According to the law, the creditor of the loan has a number of rights to recover benefits which he temporarily entrusted to the property of another person. If the person defaults …
According to the law, the creditor of the loan has a number of rights to recover benefits which he temporarily entrusted to the property of another person. If the person defaults on the repayment terms, the lender automatically becomes a creditor towards the person in debt. Therefore, he has the right to take a number of legal actions aimed at recovery of debts. The creditor can be a bank, a loan company or a private individual.
The scope of rights held by the creditor
The exact scope of the creditor’s obligations is regulated by relevant acts and the Civil Code. Let’s start with the fact that most loan creditors try to avoid going to court. Often, this means additional costs and a loss of part of the amount due. Instead, the creditor will first try to work out a compromise that will allow the debtor to pay the debt further. For this purpose, it may use a debt collection company that will act as a mediator. It should be mentioned here that the debtor is not obliged to cooperate with the debt collector.
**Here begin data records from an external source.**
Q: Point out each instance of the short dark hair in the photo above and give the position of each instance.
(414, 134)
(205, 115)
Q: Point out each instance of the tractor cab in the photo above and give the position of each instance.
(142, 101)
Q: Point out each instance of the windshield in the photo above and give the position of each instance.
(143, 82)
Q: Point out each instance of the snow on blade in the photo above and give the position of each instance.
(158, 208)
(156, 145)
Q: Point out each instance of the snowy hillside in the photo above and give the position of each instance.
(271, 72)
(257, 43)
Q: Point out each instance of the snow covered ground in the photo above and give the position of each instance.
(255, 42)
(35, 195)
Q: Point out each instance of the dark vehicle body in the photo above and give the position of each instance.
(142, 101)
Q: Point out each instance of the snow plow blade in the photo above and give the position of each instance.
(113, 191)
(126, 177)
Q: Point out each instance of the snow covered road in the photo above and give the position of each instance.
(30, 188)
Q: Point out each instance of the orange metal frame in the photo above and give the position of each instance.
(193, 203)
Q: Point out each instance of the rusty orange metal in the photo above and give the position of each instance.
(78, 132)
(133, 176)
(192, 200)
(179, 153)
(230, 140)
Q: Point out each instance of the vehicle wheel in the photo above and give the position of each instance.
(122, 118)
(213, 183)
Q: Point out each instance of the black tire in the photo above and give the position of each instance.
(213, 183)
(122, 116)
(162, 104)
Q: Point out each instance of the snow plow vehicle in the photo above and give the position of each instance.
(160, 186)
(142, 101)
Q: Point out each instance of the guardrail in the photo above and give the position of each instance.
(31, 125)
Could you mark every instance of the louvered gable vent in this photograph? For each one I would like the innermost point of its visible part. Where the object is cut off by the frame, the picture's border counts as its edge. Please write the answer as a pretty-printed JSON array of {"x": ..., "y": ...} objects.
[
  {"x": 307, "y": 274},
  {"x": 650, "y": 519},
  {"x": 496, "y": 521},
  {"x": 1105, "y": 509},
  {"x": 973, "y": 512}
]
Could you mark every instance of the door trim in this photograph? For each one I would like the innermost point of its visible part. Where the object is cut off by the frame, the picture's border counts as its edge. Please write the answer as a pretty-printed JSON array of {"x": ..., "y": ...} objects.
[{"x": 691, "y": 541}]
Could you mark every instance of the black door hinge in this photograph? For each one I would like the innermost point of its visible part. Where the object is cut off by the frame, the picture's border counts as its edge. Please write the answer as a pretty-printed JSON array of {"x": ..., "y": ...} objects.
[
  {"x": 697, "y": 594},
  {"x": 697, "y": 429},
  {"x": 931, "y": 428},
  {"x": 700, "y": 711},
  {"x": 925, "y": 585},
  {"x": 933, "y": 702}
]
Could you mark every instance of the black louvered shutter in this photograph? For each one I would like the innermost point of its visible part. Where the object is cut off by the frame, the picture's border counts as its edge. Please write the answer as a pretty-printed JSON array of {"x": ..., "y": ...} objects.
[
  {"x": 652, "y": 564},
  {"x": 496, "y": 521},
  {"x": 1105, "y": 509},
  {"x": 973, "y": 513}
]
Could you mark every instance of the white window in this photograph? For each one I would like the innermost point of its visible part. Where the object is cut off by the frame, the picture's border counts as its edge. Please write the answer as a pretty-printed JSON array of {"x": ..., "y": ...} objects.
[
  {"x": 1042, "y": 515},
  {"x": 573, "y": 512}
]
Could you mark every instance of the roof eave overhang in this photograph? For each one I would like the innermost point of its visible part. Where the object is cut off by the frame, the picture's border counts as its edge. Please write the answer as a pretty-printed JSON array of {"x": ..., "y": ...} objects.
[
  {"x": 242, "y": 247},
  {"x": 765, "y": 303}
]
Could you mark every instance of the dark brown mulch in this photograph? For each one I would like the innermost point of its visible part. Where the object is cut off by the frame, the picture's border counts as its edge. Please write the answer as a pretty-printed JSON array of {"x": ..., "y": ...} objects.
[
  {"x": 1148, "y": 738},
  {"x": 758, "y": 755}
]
If the attempts to settle the matter amicably fail, the creditor has two solutions. Write off the debt, which practically does not happen, or apply to the court to start bailiff proceedings. If the case does not concern real estate, the creditor may indicate any bailiff which is to act in his interest. It is worth mentioning that if the civil law agreement between the parties did not reserve this option, the loan creditor may “sell” the debt to another entity, which from now on will become a new creditor and will seek recovery. This solution is often chosen by private individuals.
The creditor is not the enemy of the debtor
Many debtors see the creditor as an enemy lurking for their property. This erroneous thinking, which leads to many problems and ends with a bailiff’s execution. Contrary to appearances, this is the least favorable solution for both sides. In practice, the costs of court and bailiff proceedings are borne by both the creditor and the debtor. Thus, the debtor unwilling to engage in dialogue may lose much more than the value of the outstanding commitment. An attempt to negotiate and find a common consensus is therefore a much better solution.